One of the best-loved Japanese food in the world must be Ramen these days. You might find many ramen restaurants in your country. With its cheap, easy to fun, but delicious taste, Ramen is getting more and more popular. Yet, when you had Ramen, you might have felt like, “It was delicious but wanna eat a little more.”. It’s good to have some side dishes. But for those who want to enjoy Ramen itself more, there is Kaedama noodles system in many Ramen restaurants.
What Is Kaedama?
“Kaedama” means extra ramen noodles, and quite a few ramen restaurants offer this system. More specifically, if you go to Hakata city in Fukuoka, a holy place of Ramen, almost every restaurant has the Kaedama system, and it is originally from Fukuoka.
Difference between Oomori
Even if a restaurant doesn’t have Kaedama, they must offer “Oomori (large portion)” option instead. Fukuoka-style ramen usually has thin noodles, which don’t take much time to boil it.
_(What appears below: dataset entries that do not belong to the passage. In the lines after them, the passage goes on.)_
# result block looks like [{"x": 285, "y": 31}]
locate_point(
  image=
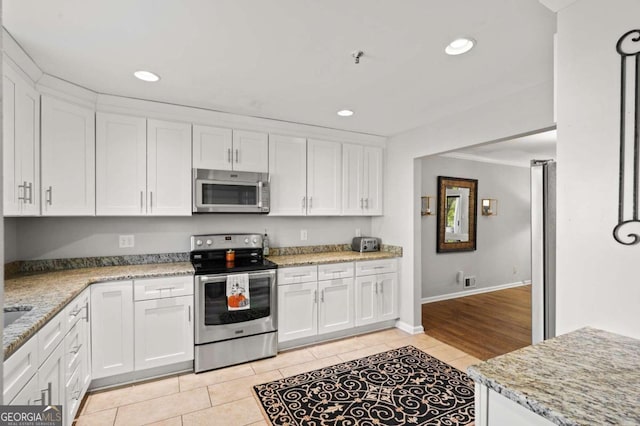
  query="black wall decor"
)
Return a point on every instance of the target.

Therefore, ramen shops that serve thick noodles often do not offer Kaedama. And Kaedama is also to prevent the noodles from getting soggy.
How To order In Ramen Shops
You can simply ask the staff for Kaedama. The staff will bring boiled noodles on a plate. You can just put the noodles straight into the soup.
Firmness of Ramen Noodles
When you order Ramen, you can choose how firm the noodles should be according to your preference. The same applies when you order Kaedama. Here is the list of firmness types with approximate boiling time and their meanings in the order of softest to firmest.
- ばりやわ (bariyawa) [100 – 150 seconds] = very soft
- やわ (yawa) [70 – 100 seconds] = soft
- ふつう (futsuu) [45 – 70 seconds] = normal
- かため (katame) [20 – 45 seconds] = firm
- ばりかた (barikata) [15 – 20 seconds] = very firm
- はりがね (harigane) [7 – 15 seconds] = wire
- こなおとし (konaotoshi) [3 – 7 seconds] = brush off powder
- ゆげとおし (yugetooshi) [0 – 3 seconds] = pass the steam
*Except “futsuu”, you may use these words only at ramen restaurants. So, you don’t need to memorize them for the purpose of learning Japanese.
Those in bold are quite common, and almost every ramen shop offers them. But others are a bit unique, and you won’t find them on a menu list. However, some restaurants provide with flexibility even if they aren’t written on the menu. If you are not familiar with Japanese Ramen, I recommend trying “futsuu (= normal)” first and order “katame (= firm)” for Kaedama to enjoy the flavor of the flour.
When To Order
It usually takes only a few minutes to prepare for Kaedama. So, I recommend you to ask for it just before you finish eating the first round. If you order after finishing the first round, the soup gets colder, and you won’t fully enjoy the second round.
Tips To Enjoy Kaedama
Add Some Seasonings
Since the soup gets a bit milder when you put Kaedama, it’s better to adjust the taste with seasonings as you like. (Most ramen shops have various seasonings on the table so that the customers can change the taste to their preference.) So, when you intend to order Kaedama, please enjoy the first round as it is without any seasonings.
Leave Soup at First Round
Ramen without sufficient soup isn’t Ramen. In most ramen shops, they will not add extra soup even when you order Kaedama because it takes the highest cost. Not only with its cost, but ramen shops also take lots of effort making Ramen soup with an average of more than 5 hours.
In your country, most of the Japanese restaurants serving Ramen might not have Kaedama system. But if it’s a ramen specialty restaurant and the shop owner is familiar with Japanese Ramen, they might have it. And when you come to Japan, please try it once! Some restaurants offer the first round of Kaedama for free.